Carrie Lam sorry for ‘unfortunate’ anxiety after suggesting 800,000 public rental flats enough for Hong Kong
City leader describes furore as ‘unfortunate’ but concedes she’ll be more sensitive to public sentiment when talking about complicated policies in future
Hong Kong’s leader on Tuesday apologised amid criticism and confusion over her suggestion that 800,000 public rental flats would be sufficient to fulfil the housing demand of low-income families.
“For the unnecessary anxiety caused in society, I express my apology,” Chief Executive Carrie Lam Cheng Yuet-ngor said before a weekly meeting with her cabinet.
Lam described the furore as “unfortunate” and said her comment represented one line with one media organisation in an interview that lasted an hour.
Yet she acknowledged that as chief executive, she should be more sensitive in explaining the philosophy behind a complicated policy.
The controversy erupted last week after Chinese-language Ming Pao published an interview with Lam highlighting her assessment that 800,000 units were enought to meet the demand of those seeking public flats to rent.
Her remarks had sparked fears the government would stop building rental units after it reached that target, as part of its new emphasis on home ownership.
Two advisors who sat on the Long Term Housing Strategy Steering Committee in 2014 expressed reservations, while her political ally the pro-establishment Democratic Alliance for the Betterment and Progress of Hong Kong party also launched a rare protest against any caps on rental housing.
Lam sought to clarify her remarks on Tuesday.
“The figure of 800,000 public rental units is not a target in terms of public rental housing construction,” she said. “It is definitely not a ceiling on what the government is willing to prepare, to produce for the people of Hong Kong. The 800,000 figure is no more than [us] taking stock of what we already have.”
She added there were 756,000 existing public rental flats and counted 44,000 “already in the pipeline”.
Lam said a number of other factors, including public reception to the Green Form Subsidised Home Ownership Scheme, would determine whether 800,000 rental units would be sufficient.
Her comments on Tuesday marked her second attempt at clarification. Lam on Friday explained that when the stock of public rental housing reached “a certain number, such as 800,000, it may be enough to meet the demand of the poorest families over a period”.
Some lawmakers on Monday said they suspected the number was just “made up”, while others claimed Secretary for Transport and Housing Frank Chan Fan had no clue where it came from.
Veteran Democratic Party lawmaker James To Kan-sun on Tuesday doubted Lam’s apology was mere a tactical retreat, urging her to take a full withdrawal of her remarks.
Lam appeared to score a win with the public on Tuesday as reception to subsidised homeownership seemed positive. Hundreds of people formed lines outside the Housing Society’s office on the opening day of two new housing projects’ show flats.
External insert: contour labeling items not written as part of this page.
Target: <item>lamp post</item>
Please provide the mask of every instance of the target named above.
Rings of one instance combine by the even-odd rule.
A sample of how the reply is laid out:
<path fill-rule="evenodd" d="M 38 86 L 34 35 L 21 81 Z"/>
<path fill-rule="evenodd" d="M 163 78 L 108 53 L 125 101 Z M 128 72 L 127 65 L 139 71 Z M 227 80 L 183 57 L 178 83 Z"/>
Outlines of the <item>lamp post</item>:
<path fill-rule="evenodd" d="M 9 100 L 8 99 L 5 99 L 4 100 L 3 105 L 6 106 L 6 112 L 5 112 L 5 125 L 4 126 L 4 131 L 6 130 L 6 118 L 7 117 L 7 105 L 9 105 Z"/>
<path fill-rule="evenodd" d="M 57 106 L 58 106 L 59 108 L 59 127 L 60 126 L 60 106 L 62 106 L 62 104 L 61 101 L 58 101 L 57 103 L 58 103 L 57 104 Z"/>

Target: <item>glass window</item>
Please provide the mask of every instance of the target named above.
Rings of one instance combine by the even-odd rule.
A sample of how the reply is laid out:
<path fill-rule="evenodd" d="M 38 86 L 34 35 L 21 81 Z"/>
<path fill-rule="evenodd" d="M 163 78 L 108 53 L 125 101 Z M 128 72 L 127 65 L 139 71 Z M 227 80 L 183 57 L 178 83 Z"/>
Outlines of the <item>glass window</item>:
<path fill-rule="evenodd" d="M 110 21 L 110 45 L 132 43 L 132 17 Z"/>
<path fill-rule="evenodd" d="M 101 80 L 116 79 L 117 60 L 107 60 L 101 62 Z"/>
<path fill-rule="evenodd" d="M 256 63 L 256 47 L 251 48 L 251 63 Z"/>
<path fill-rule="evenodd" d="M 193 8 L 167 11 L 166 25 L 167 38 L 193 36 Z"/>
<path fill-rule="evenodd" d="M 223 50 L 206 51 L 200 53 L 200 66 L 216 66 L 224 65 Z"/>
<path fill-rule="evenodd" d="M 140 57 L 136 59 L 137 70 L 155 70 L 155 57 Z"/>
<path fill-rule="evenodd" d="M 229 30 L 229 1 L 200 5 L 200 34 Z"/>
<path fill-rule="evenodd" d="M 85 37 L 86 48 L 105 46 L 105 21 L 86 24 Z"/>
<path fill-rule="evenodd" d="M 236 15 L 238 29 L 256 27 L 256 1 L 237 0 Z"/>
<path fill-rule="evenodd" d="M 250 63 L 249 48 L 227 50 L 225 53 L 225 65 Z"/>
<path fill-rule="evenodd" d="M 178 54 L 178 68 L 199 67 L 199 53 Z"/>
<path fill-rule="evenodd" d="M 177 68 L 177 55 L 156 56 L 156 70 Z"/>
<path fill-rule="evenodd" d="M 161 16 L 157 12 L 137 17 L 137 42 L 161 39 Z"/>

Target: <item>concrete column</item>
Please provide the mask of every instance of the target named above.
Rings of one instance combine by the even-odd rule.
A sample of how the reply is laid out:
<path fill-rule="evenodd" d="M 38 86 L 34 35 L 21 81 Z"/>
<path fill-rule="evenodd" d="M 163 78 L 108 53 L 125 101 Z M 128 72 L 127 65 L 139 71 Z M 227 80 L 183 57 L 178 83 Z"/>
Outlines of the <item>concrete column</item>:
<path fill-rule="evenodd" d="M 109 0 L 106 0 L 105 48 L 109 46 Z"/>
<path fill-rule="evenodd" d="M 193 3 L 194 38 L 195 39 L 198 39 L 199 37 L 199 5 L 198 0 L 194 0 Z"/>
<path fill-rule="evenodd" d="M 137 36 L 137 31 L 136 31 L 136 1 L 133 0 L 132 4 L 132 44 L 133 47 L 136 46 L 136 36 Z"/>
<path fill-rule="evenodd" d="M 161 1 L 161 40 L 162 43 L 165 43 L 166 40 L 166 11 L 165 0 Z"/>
A total of 620 units will go on sale on November 7, at 30 per cent less than market rates. The price ranged from HK$1.92 million (US$246,000) for a one-bedroom unit in Tuen Mun to HK$6.23 million for a three-bedroom unit in Tseung Kwan O.
At a business forum later on Tuesday, Lam poured cold water over suggestions that the government lower land premiums for developers taking part in new subsidised housing initiatives for first-time home buyers, saying “we will have to find other means to ensure that this type of co-operation...will be a win-win”.